We held another shindig for Aneirin in the Auckland Domain, that bucolic legacy of imperialist war, a few days before leaving for Tonga. Family members and friends keen to give the little lad a kiss and give us a few parting words - to warn us about the food that is sold in Nuku'alofa's main market, or ask us curiously whether the 'Tongese' still included any 'uncontacted tribes' protected by 'impenetrable jungle', or to enquire about whether an archaeologist/psychologist/poet/linguist would be welcome to drop by 'Atenisi campus and give a lecture or two (our answer, of course, was always 'yes', and we're looking forward to distinguished writer-scholars Murray Edmond and Richard Von Sturmer dropping anchor at 'Atenisi later this semester).
Now we've decided to mark Aneirin's official birthday by hiring a car and heading for one of the shelves of sand on Tongatapu's coast. Thanks to everybody who gave him presents at the Domain, or sent gifts through the post to Nuku'alofa.
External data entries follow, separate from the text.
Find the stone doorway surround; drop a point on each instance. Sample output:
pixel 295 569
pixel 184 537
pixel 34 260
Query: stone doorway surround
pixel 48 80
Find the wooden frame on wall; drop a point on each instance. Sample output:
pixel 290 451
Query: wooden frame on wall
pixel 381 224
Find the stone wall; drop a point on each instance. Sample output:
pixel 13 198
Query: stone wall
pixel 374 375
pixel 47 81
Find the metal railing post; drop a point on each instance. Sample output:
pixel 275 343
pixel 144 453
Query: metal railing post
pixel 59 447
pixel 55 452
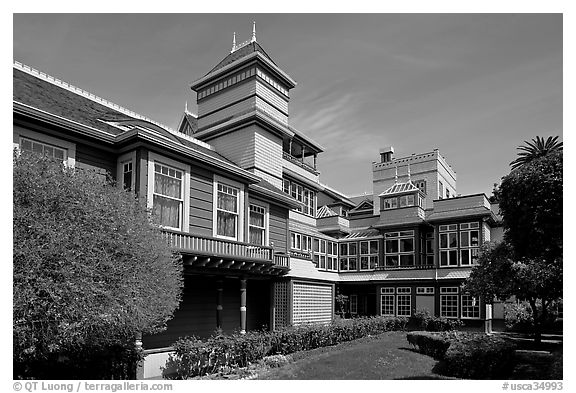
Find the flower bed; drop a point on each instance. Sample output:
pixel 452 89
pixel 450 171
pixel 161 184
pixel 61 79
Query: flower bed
pixel 222 353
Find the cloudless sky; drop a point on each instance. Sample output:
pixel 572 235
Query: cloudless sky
pixel 475 86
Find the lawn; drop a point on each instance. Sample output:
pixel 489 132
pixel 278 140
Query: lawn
pixel 386 356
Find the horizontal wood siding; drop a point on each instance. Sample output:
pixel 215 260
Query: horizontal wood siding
pixel 201 201
pixel 225 114
pixel 235 93
pixel 258 304
pixel 88 157
pixel 237 146
pixel 266 91
pixel 278 228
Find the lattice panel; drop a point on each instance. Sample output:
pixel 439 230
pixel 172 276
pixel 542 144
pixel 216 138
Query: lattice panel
pixel 281 304
pixel 311 303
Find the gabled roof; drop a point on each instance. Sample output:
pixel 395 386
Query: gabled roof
pixel 34 91
pixel 325 211
pixel 247 49
pixel 400 188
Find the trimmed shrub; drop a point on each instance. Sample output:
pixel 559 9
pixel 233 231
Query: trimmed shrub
pixel 224 353
pixel 425 321
pixel 479 357
pixel 430 344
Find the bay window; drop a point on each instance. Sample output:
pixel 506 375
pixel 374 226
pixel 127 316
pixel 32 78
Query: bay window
pixel 257 225
pixel 368 254
pixel 449 302
pixel 399 249
pixel 168 189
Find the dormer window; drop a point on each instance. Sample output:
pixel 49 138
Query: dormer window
pixel 390 203
pixel 406 200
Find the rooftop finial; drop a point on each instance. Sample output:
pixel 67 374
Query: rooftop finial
pixel 253 31
pixel 409 172
pixel 233 43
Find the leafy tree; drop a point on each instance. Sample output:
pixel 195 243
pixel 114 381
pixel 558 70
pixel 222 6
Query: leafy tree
pixel 528 263
pixel 90 271
pixel 536 148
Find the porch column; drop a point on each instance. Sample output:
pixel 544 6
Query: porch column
pixel 242 306
pixel 219 308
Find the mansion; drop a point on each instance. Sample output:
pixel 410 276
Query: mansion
pixel 265 243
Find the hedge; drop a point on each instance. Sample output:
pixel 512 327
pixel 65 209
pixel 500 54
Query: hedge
pixel 425 321
pixel 467 355
pixel 223 353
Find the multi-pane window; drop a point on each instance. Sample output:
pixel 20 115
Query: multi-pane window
pixel 448 245
pixel 295 241
pixel 387 302
pixel 449 302
pixel 425 291
pixel 406 200
pixel 470 307
pixel 127 175
pixel 399 249
pixel 429 248
pixel 29 145
pixel 257 225
pixel 227 209
pixel 421 184
pixel 469 243
pixel 348 256
pixel 332 256
pixel 320 253
pixel 301 194
pixel 368 254
pixel 168 196
pixel 404 302
pixel 353 304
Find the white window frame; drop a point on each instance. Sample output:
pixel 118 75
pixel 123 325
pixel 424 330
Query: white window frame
pixel 124 159
pixel 449 293
pixel 152 158
pixel 266 207
pixel 464 299
pixel 69 147
pixel 241 208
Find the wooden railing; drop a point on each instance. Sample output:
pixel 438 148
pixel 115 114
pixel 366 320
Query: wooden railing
pixel 210 246
pixel 282 260
pixel 298 162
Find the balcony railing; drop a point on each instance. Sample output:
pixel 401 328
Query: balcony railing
pixel 187 242
pixel 298 162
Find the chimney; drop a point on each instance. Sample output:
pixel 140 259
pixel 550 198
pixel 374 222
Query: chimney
pixel 386 154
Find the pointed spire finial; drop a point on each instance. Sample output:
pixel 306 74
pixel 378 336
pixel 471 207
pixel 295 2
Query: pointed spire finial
pixel 233 43
pixel 253 31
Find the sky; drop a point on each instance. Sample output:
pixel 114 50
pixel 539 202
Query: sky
pixel 474 86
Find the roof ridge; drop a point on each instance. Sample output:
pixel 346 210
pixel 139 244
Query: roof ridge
pixel 67 86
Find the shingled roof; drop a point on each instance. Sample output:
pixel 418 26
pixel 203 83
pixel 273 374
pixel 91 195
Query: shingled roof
pixel 43 92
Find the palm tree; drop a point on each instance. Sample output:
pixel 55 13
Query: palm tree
pixel 536 148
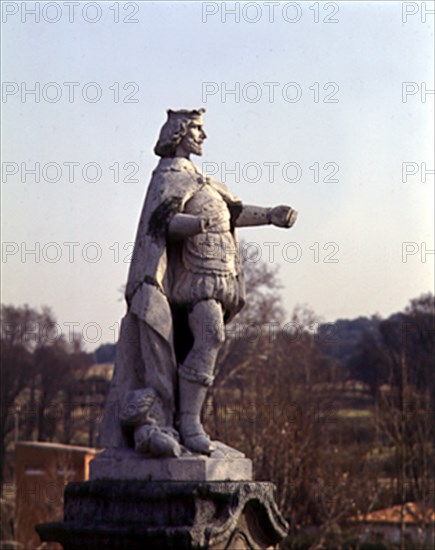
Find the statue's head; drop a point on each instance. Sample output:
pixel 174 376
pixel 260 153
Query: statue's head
pixel 180 125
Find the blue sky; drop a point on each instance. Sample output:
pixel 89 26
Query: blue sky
pixel 165 60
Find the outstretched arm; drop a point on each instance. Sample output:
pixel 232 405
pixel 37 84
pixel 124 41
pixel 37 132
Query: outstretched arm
pixel 281 216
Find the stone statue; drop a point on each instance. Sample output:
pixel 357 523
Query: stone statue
pixel 185 282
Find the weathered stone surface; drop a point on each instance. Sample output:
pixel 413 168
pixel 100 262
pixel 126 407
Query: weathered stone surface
pixel 185 283
pixel 167 515
pixel 224 464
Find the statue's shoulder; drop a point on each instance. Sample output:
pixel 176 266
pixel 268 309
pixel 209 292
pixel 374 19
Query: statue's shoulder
pixel 173 165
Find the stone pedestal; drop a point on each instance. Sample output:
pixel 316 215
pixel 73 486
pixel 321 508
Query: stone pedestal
pixel 134 514
pixel 224 464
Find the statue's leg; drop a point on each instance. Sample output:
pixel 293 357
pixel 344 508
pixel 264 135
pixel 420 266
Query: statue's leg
pixel 196 373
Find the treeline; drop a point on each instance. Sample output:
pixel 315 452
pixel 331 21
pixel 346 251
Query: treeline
pixel 42 375
pixel 339 416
I remember asking Brett Cross, whose daughter is eight months or so older than Aneirin, whether the first year of parenthood went fast or slow. "It passes very quickly - and, sometimes, very, very, slowly" Brett replied. I know what he meant. Anybody who doubts the claims of philosophers like Bergson and Heidegger that time is a partly subjective thing, and can flow hot or cold depending on the exhaustion or exhilaration of the individual human consciousness, simply hasn't experienced parenthood.
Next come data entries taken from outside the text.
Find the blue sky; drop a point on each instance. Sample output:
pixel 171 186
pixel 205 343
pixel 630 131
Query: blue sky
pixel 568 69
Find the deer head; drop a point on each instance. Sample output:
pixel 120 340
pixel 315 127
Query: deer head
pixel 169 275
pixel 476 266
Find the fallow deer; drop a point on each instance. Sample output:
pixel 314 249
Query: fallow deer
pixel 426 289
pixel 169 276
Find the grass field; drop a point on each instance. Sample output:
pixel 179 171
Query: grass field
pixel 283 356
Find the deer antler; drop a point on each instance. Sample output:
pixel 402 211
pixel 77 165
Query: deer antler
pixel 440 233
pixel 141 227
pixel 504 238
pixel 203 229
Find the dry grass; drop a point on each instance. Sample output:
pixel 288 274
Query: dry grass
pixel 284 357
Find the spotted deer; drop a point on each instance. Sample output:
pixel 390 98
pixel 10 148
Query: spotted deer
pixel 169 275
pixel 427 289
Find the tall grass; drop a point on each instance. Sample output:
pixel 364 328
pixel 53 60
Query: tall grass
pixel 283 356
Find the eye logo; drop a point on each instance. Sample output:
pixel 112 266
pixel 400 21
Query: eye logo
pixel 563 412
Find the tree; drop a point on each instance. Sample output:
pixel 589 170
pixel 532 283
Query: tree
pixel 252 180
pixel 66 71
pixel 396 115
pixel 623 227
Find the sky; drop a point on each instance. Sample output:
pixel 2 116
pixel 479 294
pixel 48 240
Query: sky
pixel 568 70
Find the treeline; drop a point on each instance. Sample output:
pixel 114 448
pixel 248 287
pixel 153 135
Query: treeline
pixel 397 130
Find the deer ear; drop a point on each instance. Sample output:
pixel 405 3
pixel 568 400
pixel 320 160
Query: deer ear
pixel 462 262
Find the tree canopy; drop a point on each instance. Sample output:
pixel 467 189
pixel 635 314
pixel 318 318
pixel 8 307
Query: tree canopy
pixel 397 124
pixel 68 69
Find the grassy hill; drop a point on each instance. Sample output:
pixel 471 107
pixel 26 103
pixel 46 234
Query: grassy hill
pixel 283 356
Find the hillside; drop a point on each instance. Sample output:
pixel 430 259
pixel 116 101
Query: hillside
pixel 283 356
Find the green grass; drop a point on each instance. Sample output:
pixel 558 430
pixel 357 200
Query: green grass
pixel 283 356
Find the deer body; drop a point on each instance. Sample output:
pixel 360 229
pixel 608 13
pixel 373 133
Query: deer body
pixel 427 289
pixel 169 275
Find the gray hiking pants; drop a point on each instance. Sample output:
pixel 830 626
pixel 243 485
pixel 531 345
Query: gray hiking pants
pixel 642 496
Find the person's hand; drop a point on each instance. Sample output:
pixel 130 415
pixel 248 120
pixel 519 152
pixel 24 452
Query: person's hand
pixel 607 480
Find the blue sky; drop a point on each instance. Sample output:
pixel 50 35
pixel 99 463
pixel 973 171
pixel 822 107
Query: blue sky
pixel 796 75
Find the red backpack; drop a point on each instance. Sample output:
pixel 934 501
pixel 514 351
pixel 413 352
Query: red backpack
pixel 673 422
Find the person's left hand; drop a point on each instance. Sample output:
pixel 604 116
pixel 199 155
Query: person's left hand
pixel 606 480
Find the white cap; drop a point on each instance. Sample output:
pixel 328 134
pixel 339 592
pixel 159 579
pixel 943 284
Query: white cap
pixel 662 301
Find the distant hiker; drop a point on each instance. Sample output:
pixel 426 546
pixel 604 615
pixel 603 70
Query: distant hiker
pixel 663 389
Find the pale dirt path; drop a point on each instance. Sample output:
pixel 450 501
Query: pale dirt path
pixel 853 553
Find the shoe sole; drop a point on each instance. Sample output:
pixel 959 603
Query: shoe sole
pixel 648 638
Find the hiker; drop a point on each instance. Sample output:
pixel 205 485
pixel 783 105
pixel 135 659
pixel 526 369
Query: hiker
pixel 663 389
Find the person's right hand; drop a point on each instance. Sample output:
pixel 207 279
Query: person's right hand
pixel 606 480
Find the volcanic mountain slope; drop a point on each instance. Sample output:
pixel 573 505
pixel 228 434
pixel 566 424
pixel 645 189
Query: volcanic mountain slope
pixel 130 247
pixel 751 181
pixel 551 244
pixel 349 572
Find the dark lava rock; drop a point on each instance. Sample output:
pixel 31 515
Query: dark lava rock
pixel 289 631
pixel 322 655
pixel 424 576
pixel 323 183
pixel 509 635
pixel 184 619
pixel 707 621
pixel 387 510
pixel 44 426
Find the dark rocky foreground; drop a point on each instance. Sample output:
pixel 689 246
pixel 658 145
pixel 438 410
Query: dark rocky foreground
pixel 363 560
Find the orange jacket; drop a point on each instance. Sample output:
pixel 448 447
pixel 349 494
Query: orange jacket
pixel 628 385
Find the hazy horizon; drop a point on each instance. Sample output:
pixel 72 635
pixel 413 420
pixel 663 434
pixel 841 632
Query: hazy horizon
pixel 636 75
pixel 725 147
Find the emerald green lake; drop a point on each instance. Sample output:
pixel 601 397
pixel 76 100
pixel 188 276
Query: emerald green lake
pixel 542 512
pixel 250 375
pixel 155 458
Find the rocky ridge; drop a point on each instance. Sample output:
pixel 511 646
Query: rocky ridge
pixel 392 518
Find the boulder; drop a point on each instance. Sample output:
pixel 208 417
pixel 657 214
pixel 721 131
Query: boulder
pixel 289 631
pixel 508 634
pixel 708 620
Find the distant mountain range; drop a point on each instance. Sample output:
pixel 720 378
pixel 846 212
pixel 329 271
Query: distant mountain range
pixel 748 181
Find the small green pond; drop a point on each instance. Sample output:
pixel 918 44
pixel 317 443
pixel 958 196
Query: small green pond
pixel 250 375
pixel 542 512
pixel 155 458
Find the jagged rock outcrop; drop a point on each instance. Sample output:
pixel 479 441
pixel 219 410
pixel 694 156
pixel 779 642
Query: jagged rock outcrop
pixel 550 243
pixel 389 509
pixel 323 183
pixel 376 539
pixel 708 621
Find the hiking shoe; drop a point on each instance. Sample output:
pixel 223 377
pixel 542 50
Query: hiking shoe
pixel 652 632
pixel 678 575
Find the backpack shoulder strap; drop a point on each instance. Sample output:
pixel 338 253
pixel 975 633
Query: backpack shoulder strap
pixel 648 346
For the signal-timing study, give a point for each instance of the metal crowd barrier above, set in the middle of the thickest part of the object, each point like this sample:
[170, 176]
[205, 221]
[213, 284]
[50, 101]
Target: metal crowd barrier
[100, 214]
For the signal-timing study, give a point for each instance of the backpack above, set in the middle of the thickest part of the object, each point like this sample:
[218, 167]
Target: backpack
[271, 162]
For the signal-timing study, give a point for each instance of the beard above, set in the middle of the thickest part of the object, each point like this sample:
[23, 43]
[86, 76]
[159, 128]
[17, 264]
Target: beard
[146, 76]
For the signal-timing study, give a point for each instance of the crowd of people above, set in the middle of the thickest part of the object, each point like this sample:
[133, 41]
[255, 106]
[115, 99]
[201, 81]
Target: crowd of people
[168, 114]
Here's Geoffrey Hill, my favourite living English-language poet, saluting childhood from the distance of old age:
The Jumping Boy
Here is the jumping boy, the boy
who jumps as I speak.
He is at home on the king's highway,
in call of the tall house, its blind
gable end, the trees - I know this place...
He leaps because he has serious
joy in leaping. The girl's
eyes no way allowed for, or else
she is close in convert and we
are to know that, not knowing how.
I'll bet she worships his plebeian
bullet head, Hermes' winged
plimsolls, the cracked toy tin hat
held on by elastic. His is winning
a momentous and just war
This may be levitation. I
could do that. Give my remembrance
to his new body. These episodes occur.